IBM’s stock finished 2023 up 14% but underperformed the S&P 500 by 9%. Part of the reason the stock has underperformed in recent years may be due to the company’s shift away from legacy businesses, such as on-premises products, to high-growth industries such as cloud and cybersecurity.

These changes are not the fastest and these high-growth areas are very competitive, but IBM is investing significantly to make them happen. In the meantime, profitable dividends will help investors be more patient while changes occur.

2. Cisco Systems

cisco systems (CSCO 0.02%) Networking hardware, including routers, modems, security products, and switches, has grown it into the $200 billion company it is today. Afterwards, the business area was expanded to include cloud services. internet of things (IoT) and cybersecurity industries.

Cisco’s year-over-year revenue growth slowed compared to previous quarters, but some of that may be due to enterprise customers deploying hardware more slowly than usual. If this happens, Cisco may not recognize the revenue (meaning it records it in its financial statements) until later quarters. During Cisco’s recent earnings call, CEO Chuck Robbins noted that the delay could impact the company’s earnings for “the next few quarters.”

Unlike many other large tech stocks, Cisco’s stock didn’t see explosive growth in 2023, growing just over 5%. Fortunately, there are above-average dividends that can pick up some of the slack. Cisco’s quarterly dividend is $0.39, giving it a trailing 12-month yield of just over 3%.
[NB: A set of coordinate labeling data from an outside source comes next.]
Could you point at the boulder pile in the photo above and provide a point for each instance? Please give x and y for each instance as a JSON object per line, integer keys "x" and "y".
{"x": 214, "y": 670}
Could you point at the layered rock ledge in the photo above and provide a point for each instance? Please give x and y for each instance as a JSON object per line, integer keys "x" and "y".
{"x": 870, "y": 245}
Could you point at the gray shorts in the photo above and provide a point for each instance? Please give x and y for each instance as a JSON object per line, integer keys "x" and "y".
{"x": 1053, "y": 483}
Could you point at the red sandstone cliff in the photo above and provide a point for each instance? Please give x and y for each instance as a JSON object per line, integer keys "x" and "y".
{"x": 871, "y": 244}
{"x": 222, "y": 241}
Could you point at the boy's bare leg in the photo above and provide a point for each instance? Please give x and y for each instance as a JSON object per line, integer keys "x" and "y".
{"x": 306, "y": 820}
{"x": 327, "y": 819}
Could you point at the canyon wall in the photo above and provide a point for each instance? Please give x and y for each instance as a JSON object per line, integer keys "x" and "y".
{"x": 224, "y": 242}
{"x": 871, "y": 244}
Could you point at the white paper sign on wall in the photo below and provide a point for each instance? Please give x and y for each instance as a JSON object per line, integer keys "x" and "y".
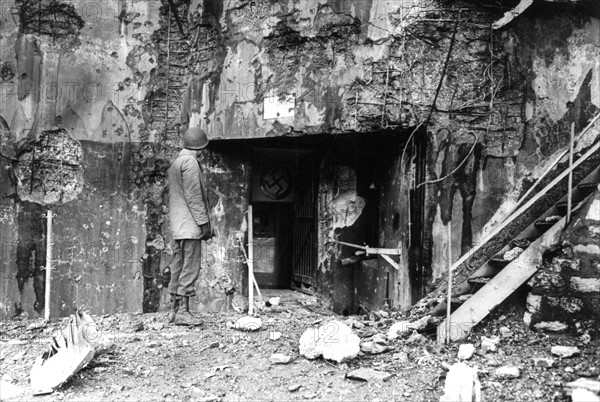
{"x": 276, "y": 107}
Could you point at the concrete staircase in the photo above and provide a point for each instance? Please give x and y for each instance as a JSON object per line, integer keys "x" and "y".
{"x": 501, "y": 275}
{"x": 483, "y": 277}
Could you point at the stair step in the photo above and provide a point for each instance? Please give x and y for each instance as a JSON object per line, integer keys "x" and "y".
{"x": 480, "y": 280}
{"x": 544, "y": 225}
{"x": 498, "y": 261}
{"x": 587, "y": 188}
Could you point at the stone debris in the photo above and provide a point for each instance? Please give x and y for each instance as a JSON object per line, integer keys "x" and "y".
{"x": 505, "y": 332}
{"x": 248, "y": 323}
{"x": 403, "y": 328}
{"x": 565, "y": 351}
{"x": 378, "y": 344}
{"x": 68, "y": 354}
{"x": 551, "y": 326}
{"x": 489, "y": 344}
{"x": 512, "y": 254}
{"x": 583, "y": 383}
{"x": 509, "y": 371}
{"x": 583, "y": 395}
{"x": 543, "y": 362}
{"x": 333, "y": 340}
{"x": 462, "y": 384}
{"x": 280, "y": 358}
{"x": 465, "y": 351}
{"x": 369, "y": 374}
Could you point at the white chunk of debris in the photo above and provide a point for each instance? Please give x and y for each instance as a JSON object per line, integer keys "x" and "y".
{"x": 462, "y": 384}
{"x": 509, "y": 371}
{"x": 69, "y": 352}
{"x": 565, "y": 351}
{"x": 368, "y": 374}
{"x": 248, "y": 324}
{"x": 583, "y": 383}
{"x": 465, "y": 351}
{"x": 489, "y": 344}
{"x": 280, "y": 358}
{"x": 583, "y": 395}
{"x": 512, "y": 254}
{"x": 403, "y": 328}
{"x": 333, "y": 340}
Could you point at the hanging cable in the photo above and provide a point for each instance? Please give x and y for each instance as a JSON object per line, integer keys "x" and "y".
{"x": 475, "y": 140}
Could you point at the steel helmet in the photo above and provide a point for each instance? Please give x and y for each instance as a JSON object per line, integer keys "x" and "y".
{"x": 195, "y": 138}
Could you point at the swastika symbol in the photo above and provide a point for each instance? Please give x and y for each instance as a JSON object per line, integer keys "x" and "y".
{"x": 275, "y": 182}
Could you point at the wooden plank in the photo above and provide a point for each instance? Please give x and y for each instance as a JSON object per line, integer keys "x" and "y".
{"x": 500, "y": 287}
{"x": 527, "y": 205}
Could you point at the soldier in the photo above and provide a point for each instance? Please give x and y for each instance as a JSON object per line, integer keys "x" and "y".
{"x": 190, "y": 224}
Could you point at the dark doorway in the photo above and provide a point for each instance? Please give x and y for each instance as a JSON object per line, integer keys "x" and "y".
{"x": 284, "y": 221}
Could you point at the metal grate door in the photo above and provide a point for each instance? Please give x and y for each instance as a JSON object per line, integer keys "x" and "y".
{"x": 304, "y": 253}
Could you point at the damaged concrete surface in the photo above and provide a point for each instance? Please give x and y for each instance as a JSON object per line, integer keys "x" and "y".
{"x": 130, "y": 76}
{"x": 146, "y": 359}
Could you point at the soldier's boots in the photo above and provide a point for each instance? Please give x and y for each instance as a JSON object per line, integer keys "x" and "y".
{"x": 184, "y": 316}
{"x": 175, "y": 300}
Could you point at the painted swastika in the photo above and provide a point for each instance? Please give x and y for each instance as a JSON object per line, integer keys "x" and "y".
{"x": 275, "y": 182}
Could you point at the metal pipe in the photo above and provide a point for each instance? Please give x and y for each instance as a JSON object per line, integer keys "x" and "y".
{"x": 48, "y": 265}
{"x": 570, "y": 189}
{"x": 250, "y": 263}
{"x": 449, "y": 297}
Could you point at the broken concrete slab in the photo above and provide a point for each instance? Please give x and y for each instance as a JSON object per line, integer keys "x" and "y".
{"x": 508, "y": 371}
{"x": 69, "y": 353}
{"x": 583, "y": 383}
{"x": 403, "y": 328}
{"x": 333, "y": 340}
{"x": 280, "y": 358}
{"x": 462, "y": 384}
{"x": 248, "y": 324}
{"x": 489, "y": 344}
{"x": 583, "y": 395}
{"x": 465, "y": 351}
{"x": 543, "y": 362}
{"x": 369, "y": 374}
{"x": 565, "y": 351}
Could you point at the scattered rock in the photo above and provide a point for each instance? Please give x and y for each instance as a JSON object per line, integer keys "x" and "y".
{"x": 509, "y": 371}
{"x": 401, "y": 357}
{"x": 369, "y": 374}
{"x": 416, "y": 338}
{"x": 155, "y": 326}
{"x": 462, "y": 384}
{"x": 465, "y": 351}
{"x": 489, "y": 344}
{"x": 248, "y": 323}
{"x": 584, "y": 383}
{"x": 551, "y": 326}
{"x": 505, "y": 332}
{"x": 565, "y": 351}
{"x": 543, "y": 362}
{"x": 280, "y": 358}
{"x": 333, "y": 340}
{"x": 583, "y": 395}
{"x": 373, "y": 348}
{"x": 405, "y": 327}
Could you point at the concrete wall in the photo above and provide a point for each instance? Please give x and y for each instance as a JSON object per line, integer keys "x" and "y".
{"x": 136, "y": 74}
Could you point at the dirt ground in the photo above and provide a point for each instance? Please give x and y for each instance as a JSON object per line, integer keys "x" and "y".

Cisco faces short-term challenges, but has an attractive dividend and low valuation (Forward price-to-earnings ratio 13) In the long run, the upside is much greater than the downside.

MSFT PE Ratio (Breaking) Chart

MSFT PE Ratio (Forward) data from YCharts.

3. Taiwan semiconductor manufacturing industry

Taiwan Semiconductor Manufacturing (TSM 0.48%) (or TSMC) is a global leader in semiconductor (chip) production. Its foundry model, which makes chips tailored to customers’ specific needs rather than selling them generically, has made the company one of the most important technology companies in the world. The client is: apologize (Iphone), nvidia (GPU), tesla (electric vehicle parts), and many other world-class companies.

TSMC’s quarterly dividend is $0.48 (considering exchange rates) and its yield is just over 1.9%. Considering TSMC’s stock price growth potential, it’s an above-average dividend yield that acts as a true two-for-one benefit. It has significantly outperformed the S&P 500 over the past decade, and its AI-driven uptrend will likely continue its upward trajectory.

TSM Total Return Level Chart

TSM Total Return Level Data from YCharts

TSMC doesn’t deal directly with AI, but its chips are very important to many companies that do. Without TSMC’s chips, there is no advanced computing power. Efficient data processing is not possible without advanced computing power. Without efficient data processing, no AI exists today.

There are other semiconductor companies, but TSMC chips are ahead in terms of performance.

AI has not yet had a material impact on TSMC’s finances, and there is no way to say for sure what impact it will have. However, this is likely to be a good addition for companies that are integrated across a variety of industries.

Stefon Walters works at Apple and Microsoft. The Motley Fool holds positions in and recommends Apple, Cisco Systems, Microsoft, Nvidia, Oracle, Taiwan Semiconductor Manufacturing, and Tesla. The Motley Fool recommends International Business Machines. The Motley Fool has a disclosure policy.